(BY ALI NADERZAD) The first week of pre-festival screenings, when a sampling from this year’s selection is shown to the press, began on a bittersweet note with Kassim The Dream, a doc about a Liberian child-soldier turned boxing champion. Director Kief Davidson, who previously shot The Devil’s Miner, about children miners in South America, is clearly the genre’s virtuoso. His subjects have control of their platform, there are little to no questions heard off-screen, and the cameras accompany rather than dictate the action. Kassim Ouma was kidnapped by the rebel army in Liberia and trained to be a child soldier at age six. He cuts a paradoxical figure. Forced to commit atrocities for twelve years, he found solace in the army’s boxing team. Through luck and determination he defects to America where he eventually joins a gymn. Davidson’s steady hand helps to frame a turbulent Kassim who goes from manic exuberance to somber calm in a matter of moments. Like its predecessor, this new Kief Davidson doc is eminently watchable for the timeliness of its topic as much as for its engaging subject.

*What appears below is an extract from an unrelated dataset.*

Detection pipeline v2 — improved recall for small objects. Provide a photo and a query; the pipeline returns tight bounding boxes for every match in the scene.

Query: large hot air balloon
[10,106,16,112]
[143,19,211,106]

Xian Gao, whose credits include Crouching Tiger, Hidden Dragon, choreographed the martial arts scenes of Fighter, a Turkish-Danish production by director Natasha Arthy. Fighter will remind you so much of Bend it like Beckham. Change the names and the cultures and this new film is a mirror image, except that Fighter is about kung-fu. Martial arts is apparently very popular among Muslim girls and high-schooler Aicha (Semra Turan; pictured) has a propensity for randomly kicking down doors and garbage pails. She secretly enlists in a co-ed kung fu club and before long establishes herself as one of the team’s dominant fighters. But when top fighter Omar (Behruz Banissi) is introduced to the club, he refuses to fight Aicha. He threatens her and asks if her family knows that she goes to the club to train. Beautifully choreographed fight scenes, characters that jump off the screen and a haunting dream scene which is revisited at regular intervals until it reaches its own denouement makes Fighter an exciting new film to seek at Tribeca.
When it was released in 1973, Lou Reed‘s Berlin album was greeted with disapproval from the fans. Embarrassed, Reed moved on. Thirty or so years later, the album was dusted off and now enjoys newfound recognition. In 2006 artist and filmmaker Julian Schnabel filmed Lou Reed’s live performance of the album at St. Ann’s warehouse in Brooklyn and this documentary called Berlin is the result. It was a magical concert and Schnabel lensed a concert movie worthy of it. He enlisted help from Emmanuelle Seigner, his Diving Bell and the Butterfly leading lady to play Berlin’s central character, Caroline. Schnabel’s daughter Lola filmed the stage projections featuring Seigner, which were then superimposed over the concert’s footage. Mostly, though, it’s Reed on stage, singing his dark, mesmeric ballads. Songs like “How do you think it feels?” and “The Kids” were performed during this concert.
Melvin Van Peebles is almost old enough to have teamed up with George Melies but his no-pretense yen for living loudly, as exemplified in his film Confessions of an Ex-Doofus-Itchy-Footed Mutha is irresistible. In this impossibly-titled farcical film, Van Peebles plays a young troubadour from Chicago perpetually in search of adventure, drink and girls. He joins the merchant marine with only a tin can filled with cash and travels around the world, meeting some unusual characters along the way. There’s a cutesey and amateurish quality to Confessions and Van Peebles, who plays someone a lot younger than him, manages to make it all believable. His soliloquies about men’s tribulations are superimposed over action scenes. He hustles whoever he encounters with gusto and his affinity for semantics and alliterations color his interior monologue, often heard in voice over. World discovery notwithstanding, ultimately a woman’s enduring love is the more important thing to a guy, as he will discover. Confessions of an Ex-Doofus-Itchy-Footed Mutha is based on Mario Van Peebles’ 1982 Broadway show Waltz of the Stork.